6 motivos para visitar o parque e palácio Pávlovsk, a residência do tsar Pável 1º

Vadim Razumov
Centenas de livros e artigos foram escritos sobre a história desse lugar – e a quantidade de atrações da antiga residência imperial realmente impressiona.

O palácio de verão do imperador russo Pável 1º, situado a 20 quilômetros ao sul de São Petersburgo, é conhecido pelos detalhes. Cada canto do parque e cada centímetro do interior do palácio foram criados pelos melhores artistas e desenhistas da época.

Maravilha arquitetônica

À primeira vista, o palácio parece um pouco menos pomposo do que outras residências reais nos arredores de São Petersburgo. A concisão arquitetônica e as linhas retas do estilo clássico contradizem sua beleza. O palácio de Pávlovsk é como a joia da coroa do classicismo russo. Muitos nobres e grandes nomes de toda a Rússia tentaram recriar elementos da residência de Pávlovsk de maneira mais modesta. Os interiores suntuosos são uma mistura de estilos e motivos.

A construção do palácio começou em 1782 e em vários momentos contou com a participação de arquitetos proeminentes como Charles Cameron, Vicenzo Brenna, Pietro Gonzago e Andrêi Voronikhin. Graças a seus esforços, o complexo do palácio e do parque serviu de modelo de mansão ideal por várias gerações.

Templo da Amizade

Se a pedra pudesse expressar sentimentos, o templo da Amizade no parque Pávlovsk cantaria nos telhados. Não é uma simples decoração – esta obra-prima da arquitetura foi um presente do futuro imperador Pável 1º e esposa Maria Fiódorovna para sua mãe, a imperatriz Catarina 2º. Muito se fala entre os historiadores sobre a relação complexa entre Catarina e seu filho Pável. Porém, o jovem casal deu o sábio passo de construir o templo da Amizade como agradecimento oficial a Catarina 2ª por lhes conceder essas terras, manifestando o desejo de uma vida familiar menos digna.

Colunata de Apolo

Às vezes é como se a paisagem do parque Pávlovsk se estendesse pelo horizonte,  governada pela mesma mãe natureza. Um bom exemplo disso é a colunata de Apolo, construída entre 1782 e 1783 nas margens do rio Slavianka, em frente ao palácio.
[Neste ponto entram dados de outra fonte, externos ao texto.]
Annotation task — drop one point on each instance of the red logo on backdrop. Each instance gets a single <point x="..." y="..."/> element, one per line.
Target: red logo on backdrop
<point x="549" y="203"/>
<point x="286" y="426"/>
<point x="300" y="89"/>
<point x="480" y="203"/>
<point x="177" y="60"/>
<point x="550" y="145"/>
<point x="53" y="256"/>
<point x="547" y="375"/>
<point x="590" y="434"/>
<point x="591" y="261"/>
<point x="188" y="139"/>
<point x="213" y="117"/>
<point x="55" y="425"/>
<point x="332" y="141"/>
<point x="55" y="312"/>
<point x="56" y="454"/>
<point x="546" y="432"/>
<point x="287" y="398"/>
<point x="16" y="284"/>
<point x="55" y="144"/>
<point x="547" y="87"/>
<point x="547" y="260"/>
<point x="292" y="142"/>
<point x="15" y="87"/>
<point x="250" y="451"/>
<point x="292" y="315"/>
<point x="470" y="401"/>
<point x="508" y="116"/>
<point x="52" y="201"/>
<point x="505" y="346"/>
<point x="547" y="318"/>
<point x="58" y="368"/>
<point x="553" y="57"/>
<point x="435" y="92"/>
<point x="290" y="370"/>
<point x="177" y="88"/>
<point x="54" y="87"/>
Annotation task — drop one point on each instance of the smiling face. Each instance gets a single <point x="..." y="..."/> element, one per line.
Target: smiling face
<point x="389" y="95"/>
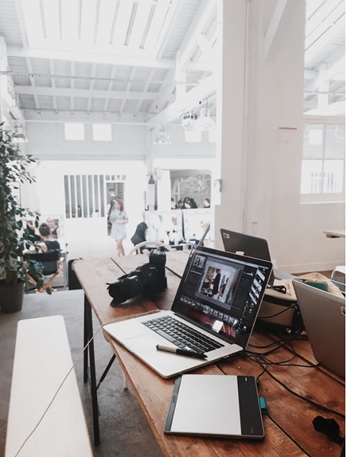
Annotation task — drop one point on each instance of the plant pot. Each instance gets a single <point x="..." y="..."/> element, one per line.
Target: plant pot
<point x="11" y="297"/>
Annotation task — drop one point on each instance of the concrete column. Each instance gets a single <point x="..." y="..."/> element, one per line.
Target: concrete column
<point x="260" y="115"/>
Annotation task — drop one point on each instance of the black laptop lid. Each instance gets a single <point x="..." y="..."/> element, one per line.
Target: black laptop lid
<point x="248" y="245"/>
<point x="222" y="292"/>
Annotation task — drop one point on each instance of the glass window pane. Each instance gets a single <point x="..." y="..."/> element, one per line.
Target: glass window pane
<point x="102" y="132"/>
<point x="335" y="141"/>
<point x="312" y="177"/>
<point x="74" y="132"/>
<point x="333" y="176"/>
<point x="313" y="141"/>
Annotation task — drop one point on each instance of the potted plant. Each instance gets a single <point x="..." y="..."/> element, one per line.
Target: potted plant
<point x="14" y="169"/>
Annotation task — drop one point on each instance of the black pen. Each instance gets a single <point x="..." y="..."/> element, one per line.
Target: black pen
<point x="187" y="352"/>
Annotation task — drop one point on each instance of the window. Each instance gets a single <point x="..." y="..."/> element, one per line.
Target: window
<point x="323" y="165"/>
<point x="102" y="132"/>
<point x="74" y="132"/>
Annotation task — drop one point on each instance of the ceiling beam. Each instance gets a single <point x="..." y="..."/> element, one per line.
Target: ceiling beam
<point x="90" y="57"/>
<point x="59" y="92"/>
<point x="191" y="99"/>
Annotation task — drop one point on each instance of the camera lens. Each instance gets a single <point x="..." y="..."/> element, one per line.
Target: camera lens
<point x="124" y="289"/>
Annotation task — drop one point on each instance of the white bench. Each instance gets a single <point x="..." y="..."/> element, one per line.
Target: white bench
<point x="41" y="362"/>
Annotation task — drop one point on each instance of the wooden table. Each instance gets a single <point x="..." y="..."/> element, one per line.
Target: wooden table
<point x="334" y="233"/>
<point x="288" y="424"/>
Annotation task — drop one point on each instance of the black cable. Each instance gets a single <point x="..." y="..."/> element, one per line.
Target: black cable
<point x="263" y="364"/>
<point x="287" y="308"/>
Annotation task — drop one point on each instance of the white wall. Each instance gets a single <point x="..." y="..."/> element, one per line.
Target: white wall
<point x="260" y="168"/>
<point x="260" y="173"/>
<point x="131" y="153"/>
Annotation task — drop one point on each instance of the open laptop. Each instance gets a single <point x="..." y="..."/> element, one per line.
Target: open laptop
<point x="323" y="314"/>
<point x="248" y="245"/>
<point x="219" y="297"/>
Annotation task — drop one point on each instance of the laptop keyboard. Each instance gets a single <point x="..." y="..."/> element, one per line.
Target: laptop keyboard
<point x="182" y="335"/>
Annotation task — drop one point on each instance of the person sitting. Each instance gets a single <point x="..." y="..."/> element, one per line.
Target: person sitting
<point x="47" y="243"/>
<point x="140" y="234"/>
<point x="55" y="231"/>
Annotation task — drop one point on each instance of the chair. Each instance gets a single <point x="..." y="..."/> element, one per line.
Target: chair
<point x="150" y="244"/>
<point x="50" y="264"/>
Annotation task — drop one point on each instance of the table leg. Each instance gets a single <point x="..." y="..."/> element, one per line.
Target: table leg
<point x="88" y="338"/>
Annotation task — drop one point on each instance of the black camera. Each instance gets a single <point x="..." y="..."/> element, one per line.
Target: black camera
<point x="146" y="279"/>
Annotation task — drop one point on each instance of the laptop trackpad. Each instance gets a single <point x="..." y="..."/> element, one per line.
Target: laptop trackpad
<point x="144" y="346"/>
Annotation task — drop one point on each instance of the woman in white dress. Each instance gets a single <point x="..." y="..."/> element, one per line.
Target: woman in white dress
<point x="118" y="218"/>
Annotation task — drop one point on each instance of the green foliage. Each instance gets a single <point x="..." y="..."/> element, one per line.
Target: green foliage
<point x="14" y="169"/>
Inicialmente era composto de um anel de colunas dóricas com uma estátua do deus grego Apolo, patrono das artes, no centro. Mas, em 1817, uma forte tempestade atingiu Pávlovsk, e a colunata desmoronou, deixando o anel em forma de ferradura.

A intervenção da natureza é tão impressionante que foi decidido não restaurá-la e assim permanece até hoje.

Esculturas mitológicas

Os proprietários da residência de Pávlovsk, o imperador Pável 1º e sua esposa Maria Fiódorovna, viajavam muito pela Europa e se interessavam por mitologia antiga. O casal também apreciava esculturas e fez o possível para incorporá-las à sua residência.

Em Pávlovsk, os visitantes podem contemplar tantos avenidas inteiras de estátuas de antigos deuses e deusas, como de outras criaturas. Uma das pontes mais pitorescas do parque é decorada com quatro centauros, e os degraus principais que levam ao parque são ladeados por um par de leões – um rugindo ameaçadoramente, e o outro “sorrindo” de maneira acolhedora. Todos esses moradores do parque criam uma atmosfera extraordinária, como se fosse um contos de fadas.

Pavilhão das Rosas

O Pavilhão das Rosas era o local de lazer preferido de Maria Fiódorovna e também muito frequentado por escritores e poetas russos. Ali aconteciam danças e festivais. A riqueza da decoração interior e o jardim de rosas impressionam os visitantes.

Obras-primas naturais

Um passeio pelo parque Pávlovsk é também uma oportunidade de conferir obras de artistas famosos. Mas, em vez de pinturas, seriam obras do que hoje é chamado de “land art”. Por exemplo, de 1807 a 1809, o artista Pietro Gonzago criou ali uma peça intitulada “O lugar mais bonito” (como Maria o chamava) – uma espécie de cena teatral na forma de árvores agrupadas em pequenas ilhas.

E depois há o “Anel de bétulas brancas”, uma pequena parte do parque cercada por bétulas. Dali saem sete trilhas partem para quem deseja se inspirar na natureza local.